Let's start with $aSb=\{0\}$ and work with the unit matrices as you were. Remember that $e_{jj}ae_{kk}$ is going to yield $a_{jk}e_{jk}$, the matrix you get when you replace everything in $a$ except the $i,j$ entry with zero, $a_{jk}\in R$.
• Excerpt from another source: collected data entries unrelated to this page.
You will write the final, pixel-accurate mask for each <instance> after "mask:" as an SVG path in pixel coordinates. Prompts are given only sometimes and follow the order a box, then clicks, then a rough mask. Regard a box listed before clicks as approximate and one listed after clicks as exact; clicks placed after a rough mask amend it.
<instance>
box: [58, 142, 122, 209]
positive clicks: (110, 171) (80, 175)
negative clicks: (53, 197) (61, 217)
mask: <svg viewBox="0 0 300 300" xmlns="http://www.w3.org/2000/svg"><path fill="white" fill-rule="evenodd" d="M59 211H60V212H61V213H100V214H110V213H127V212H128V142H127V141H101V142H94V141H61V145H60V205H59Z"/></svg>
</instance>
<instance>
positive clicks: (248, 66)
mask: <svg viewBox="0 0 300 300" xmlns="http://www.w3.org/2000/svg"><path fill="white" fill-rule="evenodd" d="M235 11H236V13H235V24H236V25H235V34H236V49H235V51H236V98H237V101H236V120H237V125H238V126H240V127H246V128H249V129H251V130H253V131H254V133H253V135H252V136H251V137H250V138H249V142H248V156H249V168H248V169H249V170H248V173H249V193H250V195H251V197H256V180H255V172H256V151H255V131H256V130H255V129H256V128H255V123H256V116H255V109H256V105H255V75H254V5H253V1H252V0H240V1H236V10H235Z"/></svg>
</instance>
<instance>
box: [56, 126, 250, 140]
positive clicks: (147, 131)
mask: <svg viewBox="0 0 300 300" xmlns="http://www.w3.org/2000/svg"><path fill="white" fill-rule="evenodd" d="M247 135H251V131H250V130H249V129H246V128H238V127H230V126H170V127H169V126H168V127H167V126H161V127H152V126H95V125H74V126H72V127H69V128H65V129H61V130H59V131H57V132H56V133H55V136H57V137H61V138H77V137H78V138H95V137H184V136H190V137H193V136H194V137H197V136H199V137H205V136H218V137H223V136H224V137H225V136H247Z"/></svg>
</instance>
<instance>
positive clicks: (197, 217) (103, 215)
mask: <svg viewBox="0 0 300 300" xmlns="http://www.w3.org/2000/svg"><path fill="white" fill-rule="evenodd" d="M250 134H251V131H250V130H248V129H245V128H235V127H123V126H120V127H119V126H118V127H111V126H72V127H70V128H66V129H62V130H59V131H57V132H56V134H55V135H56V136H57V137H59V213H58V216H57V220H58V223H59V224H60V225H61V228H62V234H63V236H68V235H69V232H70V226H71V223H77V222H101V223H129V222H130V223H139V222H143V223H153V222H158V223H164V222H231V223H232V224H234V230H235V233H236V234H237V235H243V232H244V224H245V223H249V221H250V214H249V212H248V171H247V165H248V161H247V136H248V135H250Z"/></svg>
We can say that $\{0\}=e_{ii}aSbe_{mm}\supseteq e_{ii}a(e_{jj}e_{jj}Se_{kk}e_{kk})be_{mm}$ for every $i,j,k,m$. The important stuff you want from the last expression is rewritten here:
$$ \{0\}=(e_{ii}ae_{jj})(e_{jj}Se_{kk})(e_{kk}be_{mm})=(a_{ij}e_{ij})(S_{jk}e_{jk})(b_{km}e_{km})=a_{ij}S_{jk}b_{km}e_{im} $$
By a little abuse of notation, I'm writing $S$ both as if it were a matrix and as if it were a set of matrices. The symbol $S_{jk}$ should be accordingly read as "the set of $jk$ entries of elements in $S$". But this is just the set $\{re_{jk}\mid r\in R\}$.
Now if both $a$ and $b$ were nonzero on some element, you could pick $i,j,k,m$ such that $a_{ij}$ and $b_{km}$ are both nonzero. As discussed above, the $S_{jk}$ ranges all over $R$, so the far right of the equation is saying that $a_{ij}Rb_{km}=\{0\}$ in $R$. But this is a contradiction if $R$ is prime.